Raiders News: Commanders, Maxx Crosby, and more.

Raiders ship Maxx Crosby to sack-hungry Commanders in latest NFL Mock Draft

One team that would certainly look to acquire Las Vegas Raiders star Maxx Crosby is the Washington Commanders—they’re starving for sacks and No. 98 would help. It would make sense considering that Commanders general manager Adam Peters is looking to maximize his roster while Jayden Daniels is on his rookie deal.

The Commanders are in prime position to make a run next season despite what’s taken place this year. Daniels’ injury raises some concerns but assuming he makes a full, healthy comeback, head coach Dan Quinn could easily have his team back in the postseason. To do so, they need to address the lack of pass-rushing prowess. Your squad is in serious trouble if Von Miller, now 36 years of age, leads your defense with eight sacks.

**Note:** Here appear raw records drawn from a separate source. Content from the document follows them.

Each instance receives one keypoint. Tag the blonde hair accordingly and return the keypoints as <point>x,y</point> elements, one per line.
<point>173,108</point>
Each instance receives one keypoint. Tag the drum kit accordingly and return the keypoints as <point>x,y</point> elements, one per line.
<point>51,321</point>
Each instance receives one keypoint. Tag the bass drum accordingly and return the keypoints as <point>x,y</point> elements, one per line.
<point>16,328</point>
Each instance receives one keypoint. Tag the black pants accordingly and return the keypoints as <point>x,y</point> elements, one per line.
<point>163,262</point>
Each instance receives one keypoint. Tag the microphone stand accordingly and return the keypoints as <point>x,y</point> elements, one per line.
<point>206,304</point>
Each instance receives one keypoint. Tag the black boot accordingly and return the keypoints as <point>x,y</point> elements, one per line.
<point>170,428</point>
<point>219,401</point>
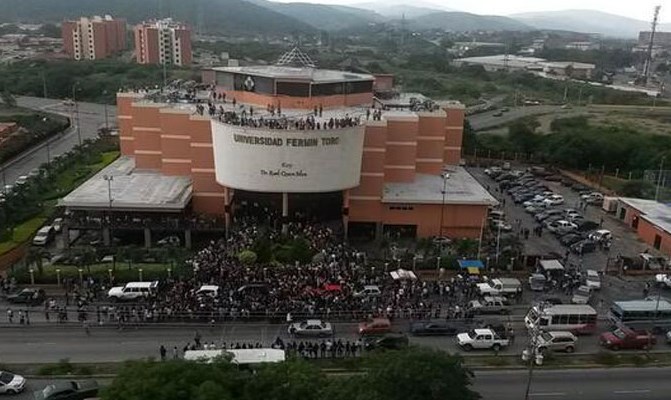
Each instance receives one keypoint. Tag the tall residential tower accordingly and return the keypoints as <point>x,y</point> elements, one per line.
<point>163,42</point>
<point>93,38</point>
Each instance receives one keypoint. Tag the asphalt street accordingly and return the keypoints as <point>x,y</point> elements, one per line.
<point>488,119</point>
<point>625,241</point>
<point>592,384</point>
<point>91,118</point>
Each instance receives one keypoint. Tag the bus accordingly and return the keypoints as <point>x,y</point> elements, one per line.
<point>575,318</point>
<point>651,314</point>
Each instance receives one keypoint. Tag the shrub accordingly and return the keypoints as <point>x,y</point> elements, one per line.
<point>247,257</point>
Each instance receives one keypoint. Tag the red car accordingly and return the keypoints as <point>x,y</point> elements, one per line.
<point>626,338</point>
<point>375,326</point>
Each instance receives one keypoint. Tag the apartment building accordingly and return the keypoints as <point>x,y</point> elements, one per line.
<point>163,42</point>
<point>93,38</point>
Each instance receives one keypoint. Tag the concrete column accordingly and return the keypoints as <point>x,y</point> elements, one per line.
<point>66,236</point>
<point>187,238</point>
<point>147,238</point>
<point>379,231</point>
<point>227,211</point>
<point>285,213</point>
<point>107,240</point>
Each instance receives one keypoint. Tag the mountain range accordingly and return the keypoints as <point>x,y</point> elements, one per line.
<point>263,17</point>
<point>587,21</point>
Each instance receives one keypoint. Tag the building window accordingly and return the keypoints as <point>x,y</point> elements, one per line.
<point>401,208</point>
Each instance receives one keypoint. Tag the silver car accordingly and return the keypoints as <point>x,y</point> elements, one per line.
<point>312,328</point>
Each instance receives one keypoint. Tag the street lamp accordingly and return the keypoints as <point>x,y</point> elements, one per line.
<point>109,179</point>
<point>105,108</point>
<point>75,86</point>
<point>445,176</point>
<point>531,353</point>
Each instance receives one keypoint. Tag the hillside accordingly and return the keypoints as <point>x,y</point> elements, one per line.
<point>214,16</point>
<point>322,16</point>
<point>588,21</point>
<point>461,21</point>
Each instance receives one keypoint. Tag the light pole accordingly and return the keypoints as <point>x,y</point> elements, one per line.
<point>531,353</point>
<point>109,179</point>
<point>76,107</point>
<point>105,108</point>
<point>445,176</point>
<point>659,178</point>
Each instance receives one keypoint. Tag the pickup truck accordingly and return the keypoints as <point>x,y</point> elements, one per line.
<point>626,338</point>
<point>500,286</point>
<point>481,339</point>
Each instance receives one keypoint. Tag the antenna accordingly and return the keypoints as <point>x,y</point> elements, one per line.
<point>648,60</point>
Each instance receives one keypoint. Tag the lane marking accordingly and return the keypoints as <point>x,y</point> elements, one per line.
<point>637,391</point>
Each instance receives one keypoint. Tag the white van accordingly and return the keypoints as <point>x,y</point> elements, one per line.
<point>133,291</point>
<point>43,236</point>
<point>208,291</point>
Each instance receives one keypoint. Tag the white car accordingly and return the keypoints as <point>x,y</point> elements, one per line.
<point>554,200</point>
<point>11,383</point>
<point>593,279</point>
<point>663,280</point>
<point>535,203</point>
<point>602,235</point>
<point>57,224</point>
<point>369,291</point>
<point>501,225</point>
<point>43,236</point>
<point>311,327</point>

Peters will likely look to reload the defense as fast as he can before the day comes that he has to back up the Brinks truck for Daniels. If that’s truly the case, Raiders general manager John Spytek would then capitalize on this need to flip Crosby before his value falls off. Crosby’s “iron man” reputation is beginning to catch up with all of that wear and tear on his knees. He’s not going to get younger and by all means, it appears that the perennial Pro Bowler might no longer be on board with Spytek’s vision.

What would a trade for Maxx Crosby look like?

In this scenario, the Commanders would send their first-round pick, a top ten selection, to the Raiders in exchange for Crosby. They’d also have to send their third-round choice next year as well. The Raiders would then have two top ten picks to begin reshaping their team as they see fit. Assuming that they have the No. 1 or 2 pick, you’d hear either Fernando Mendoza’s name or Dante Moore when it’s all said and done.

But then what?

Raiders Mock Draft—First Round: Fernando Mendoza, QB, Indiana + David Bailey, EDGE, Texas Tech

Texas Tech edge rusher David Bailey is the kind of prospect who seduces a fanbase starved for juice off the edge. The numbers alone read like a lab-engineered pass rusher: elite first-step explosion and the type of weight-room absurdity that lands you on Bruce Feldman’s Freak List. Add violent hands, a deep counter menu, natural zone awareness, and a relentless motor, and it is no surprise some evaluators have floated him inside the top 10.

But that projection skips the real issue—especially for a Raiders team that needs sturdy trench play, not just highlight traits. For all the athletic fireworks, Bailey’s run defense lags behind. His frame still invites questions, his lower half lacks true anchor, and he too often slips around blocks instead of fighting through them. That is not a technique flaw alone; it is a play-strength concern. And in the NFL, the edge is not a part-time role. If you cannot survive early downs, you are a designated hitter in a league that punishes one-dimensional

Bailey wins now because he is simply the better athlete on the field. That changes on Sundays. Winning with a plan, converting speed to power, and holding gaps matter far more than raw twitch. He can develop—his ceiling is real.

For the Raiders, the question is simple: do you draft tools and trust the coaching, or chase certainty in a draft class offering very little of it?